Menurut Andi, PT Sari Nur berani membeli pinang antara Rp 20 ribu hingga Rp 22 ribu per kilogram. Padahal, perusahaan lain rata-rata membeli pinang dari pedagang berkisar antara Rp 16 ribu hingga Rp 18 ribu saja.

"Tapi memang dia (Harjid) tidak langsung membayar.

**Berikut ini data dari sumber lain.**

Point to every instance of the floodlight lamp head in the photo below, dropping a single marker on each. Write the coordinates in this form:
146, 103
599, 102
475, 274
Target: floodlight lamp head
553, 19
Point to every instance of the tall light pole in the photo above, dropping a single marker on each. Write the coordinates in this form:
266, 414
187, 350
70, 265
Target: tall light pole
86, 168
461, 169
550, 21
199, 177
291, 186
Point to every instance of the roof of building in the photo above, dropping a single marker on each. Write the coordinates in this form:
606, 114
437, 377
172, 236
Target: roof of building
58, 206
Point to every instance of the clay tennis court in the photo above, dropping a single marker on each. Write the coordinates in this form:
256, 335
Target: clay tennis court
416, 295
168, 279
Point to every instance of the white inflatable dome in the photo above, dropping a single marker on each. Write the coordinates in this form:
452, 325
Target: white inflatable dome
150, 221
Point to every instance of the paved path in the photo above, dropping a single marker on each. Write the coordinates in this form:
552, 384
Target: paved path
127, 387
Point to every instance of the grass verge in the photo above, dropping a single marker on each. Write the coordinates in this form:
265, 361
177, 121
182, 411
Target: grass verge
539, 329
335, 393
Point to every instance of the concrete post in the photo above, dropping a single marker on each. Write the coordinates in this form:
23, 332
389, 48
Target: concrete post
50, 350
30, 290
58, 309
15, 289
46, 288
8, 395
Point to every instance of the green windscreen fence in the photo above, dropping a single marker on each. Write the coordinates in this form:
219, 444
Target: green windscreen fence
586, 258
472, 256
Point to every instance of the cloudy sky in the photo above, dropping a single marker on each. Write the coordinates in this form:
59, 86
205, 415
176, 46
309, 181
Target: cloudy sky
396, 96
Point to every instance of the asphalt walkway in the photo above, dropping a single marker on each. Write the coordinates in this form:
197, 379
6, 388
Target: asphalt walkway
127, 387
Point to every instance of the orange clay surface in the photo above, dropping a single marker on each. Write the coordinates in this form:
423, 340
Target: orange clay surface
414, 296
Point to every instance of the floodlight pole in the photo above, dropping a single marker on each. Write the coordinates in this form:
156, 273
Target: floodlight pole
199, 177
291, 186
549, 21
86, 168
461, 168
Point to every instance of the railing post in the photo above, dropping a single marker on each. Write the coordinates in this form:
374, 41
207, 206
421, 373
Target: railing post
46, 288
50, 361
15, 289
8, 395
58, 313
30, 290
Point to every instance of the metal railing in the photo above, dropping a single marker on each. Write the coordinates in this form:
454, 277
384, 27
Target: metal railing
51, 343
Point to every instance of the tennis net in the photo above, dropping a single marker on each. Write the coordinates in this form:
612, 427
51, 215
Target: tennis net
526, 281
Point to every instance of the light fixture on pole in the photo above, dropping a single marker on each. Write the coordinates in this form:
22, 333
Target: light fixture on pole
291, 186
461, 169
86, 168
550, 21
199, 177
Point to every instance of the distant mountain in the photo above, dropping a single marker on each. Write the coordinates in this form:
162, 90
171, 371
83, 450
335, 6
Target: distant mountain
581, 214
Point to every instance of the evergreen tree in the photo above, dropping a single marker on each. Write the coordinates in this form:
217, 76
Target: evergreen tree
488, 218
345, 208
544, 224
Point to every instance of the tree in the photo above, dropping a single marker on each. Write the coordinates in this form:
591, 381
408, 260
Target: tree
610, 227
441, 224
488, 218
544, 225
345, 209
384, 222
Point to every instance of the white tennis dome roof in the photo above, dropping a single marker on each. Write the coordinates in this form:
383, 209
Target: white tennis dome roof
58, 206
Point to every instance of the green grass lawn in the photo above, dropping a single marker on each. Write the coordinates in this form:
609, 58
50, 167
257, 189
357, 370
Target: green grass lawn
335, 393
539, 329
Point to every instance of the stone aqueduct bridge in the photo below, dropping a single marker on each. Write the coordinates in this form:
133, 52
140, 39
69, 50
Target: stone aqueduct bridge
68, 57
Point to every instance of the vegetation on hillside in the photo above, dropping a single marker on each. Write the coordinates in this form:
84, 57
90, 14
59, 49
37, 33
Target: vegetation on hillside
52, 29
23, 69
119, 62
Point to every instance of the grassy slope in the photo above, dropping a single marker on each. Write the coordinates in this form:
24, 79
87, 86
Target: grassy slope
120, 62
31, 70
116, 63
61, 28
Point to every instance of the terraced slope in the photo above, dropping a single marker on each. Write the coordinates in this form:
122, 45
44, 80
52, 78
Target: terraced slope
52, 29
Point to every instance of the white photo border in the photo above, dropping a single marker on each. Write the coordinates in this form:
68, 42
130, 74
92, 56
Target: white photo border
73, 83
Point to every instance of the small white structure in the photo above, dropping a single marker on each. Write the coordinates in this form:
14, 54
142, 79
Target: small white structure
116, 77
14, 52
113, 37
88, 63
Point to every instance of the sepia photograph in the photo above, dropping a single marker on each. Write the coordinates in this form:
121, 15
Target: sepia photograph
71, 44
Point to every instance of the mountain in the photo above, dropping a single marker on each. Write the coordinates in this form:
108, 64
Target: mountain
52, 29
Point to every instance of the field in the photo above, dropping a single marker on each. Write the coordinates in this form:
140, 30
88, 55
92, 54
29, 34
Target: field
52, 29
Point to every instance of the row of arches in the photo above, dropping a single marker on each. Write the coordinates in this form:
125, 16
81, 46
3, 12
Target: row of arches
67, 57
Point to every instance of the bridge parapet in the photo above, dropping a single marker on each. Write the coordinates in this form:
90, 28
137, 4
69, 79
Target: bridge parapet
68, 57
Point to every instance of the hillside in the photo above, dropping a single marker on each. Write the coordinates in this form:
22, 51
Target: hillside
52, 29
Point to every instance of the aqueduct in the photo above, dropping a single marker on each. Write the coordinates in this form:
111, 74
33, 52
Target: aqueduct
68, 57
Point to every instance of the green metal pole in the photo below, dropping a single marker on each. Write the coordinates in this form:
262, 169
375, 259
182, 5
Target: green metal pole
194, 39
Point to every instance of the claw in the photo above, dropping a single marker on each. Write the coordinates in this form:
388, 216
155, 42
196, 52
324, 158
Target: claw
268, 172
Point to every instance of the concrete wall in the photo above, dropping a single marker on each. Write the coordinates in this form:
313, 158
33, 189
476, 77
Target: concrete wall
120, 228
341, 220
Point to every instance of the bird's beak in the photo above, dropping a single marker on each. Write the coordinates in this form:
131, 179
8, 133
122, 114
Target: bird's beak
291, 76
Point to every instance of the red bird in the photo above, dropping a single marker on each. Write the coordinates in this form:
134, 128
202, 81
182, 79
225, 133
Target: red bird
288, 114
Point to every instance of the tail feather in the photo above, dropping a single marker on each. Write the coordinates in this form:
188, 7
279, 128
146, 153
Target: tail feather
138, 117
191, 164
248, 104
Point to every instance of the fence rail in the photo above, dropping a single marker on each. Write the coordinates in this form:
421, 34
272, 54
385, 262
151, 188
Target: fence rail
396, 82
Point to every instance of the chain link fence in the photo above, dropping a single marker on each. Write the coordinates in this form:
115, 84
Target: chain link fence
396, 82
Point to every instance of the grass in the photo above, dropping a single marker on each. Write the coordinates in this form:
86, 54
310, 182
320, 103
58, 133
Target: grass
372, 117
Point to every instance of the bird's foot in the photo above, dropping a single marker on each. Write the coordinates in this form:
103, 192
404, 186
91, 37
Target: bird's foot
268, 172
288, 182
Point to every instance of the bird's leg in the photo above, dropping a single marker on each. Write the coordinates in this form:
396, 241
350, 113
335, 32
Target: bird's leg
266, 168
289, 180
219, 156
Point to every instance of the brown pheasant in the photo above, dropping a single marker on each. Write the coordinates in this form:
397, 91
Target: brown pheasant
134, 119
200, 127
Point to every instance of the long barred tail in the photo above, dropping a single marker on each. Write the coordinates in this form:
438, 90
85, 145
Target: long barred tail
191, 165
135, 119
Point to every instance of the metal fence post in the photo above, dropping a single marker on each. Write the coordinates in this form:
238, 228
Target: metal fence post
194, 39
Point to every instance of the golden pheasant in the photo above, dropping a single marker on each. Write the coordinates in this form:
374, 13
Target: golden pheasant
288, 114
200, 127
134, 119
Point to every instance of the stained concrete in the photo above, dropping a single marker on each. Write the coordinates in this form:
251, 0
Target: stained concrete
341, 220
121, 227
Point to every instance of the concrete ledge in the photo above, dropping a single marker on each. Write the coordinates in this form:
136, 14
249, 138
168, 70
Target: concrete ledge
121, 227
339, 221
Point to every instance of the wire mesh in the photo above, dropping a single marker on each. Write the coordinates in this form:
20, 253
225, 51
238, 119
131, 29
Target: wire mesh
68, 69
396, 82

Diutang dulu, setelah tiga kali kita setor pinang, baru dia bayar," imbuh Andi.

Cara Harjid berani membeli harga pinang lebih tinggi dibanding perusahaan lain memancing para pedagang atau pengepul antre menjual pinangnya ke PT Sari Nur.

 

Masuk DPO

Pinang Jambi
Lokasi PT Sari Nur yang sudah diberi garis polisi. (Foto: Istimewa/B Santoso)

Nirman, salah seorang pedagang pinang lain mengatakan, dalam sekali mengirim pinang ke PT Sari Nur bisa mencapai 10 ton. Jumlah pedagang yang menjual pinang ke Harjid juga tidak sedikit mencapai puluhan orang.

"Saya rugi Rp 350 juta karena pinang yang saya kirim belum dibayar Harjid. Ada pedagang lain sampai stres karena rugi miliaran rupiah, tidak dibayar," ujar Nirman.

Akibat peristiwa itu, sejumlah pedagang pinang di Tanjabbar sempat ingin menyegel rumah serta perusahaan PT Sari Nur pada 29 Desember 2017. Namun, hal itu bisa dicegah aparat kepolisian. Kini lokasi PT Sari Nur sudah diberi garis polisi.

Akibat ulahnya itu, bos PT Sari Nur, Harjid Singh, dilaporkan sejumlah pedagang pinang ke Polres Tanjabbar.

Kapolres Tanjabbar AKBP ADG Sinaga mengatakan, sementara sudah ada 12 orang korban yang melapor ke Mapolres Tanjabbar.

"Kerugian cukup besar, ditaksir mencapai Rp 22 miliar," ujar Sinaga.

Polres Tanjabbar juga sudah menetapkan Harjid sebagai tersangka dan masuk dalam Daftar Pencarian Orang (DPO). Kepolisian Tanjabbar sebelumnya telah berkoordinasi dengan pihak imigrasi untuk mencegah Harjid kabur ke luar negeri.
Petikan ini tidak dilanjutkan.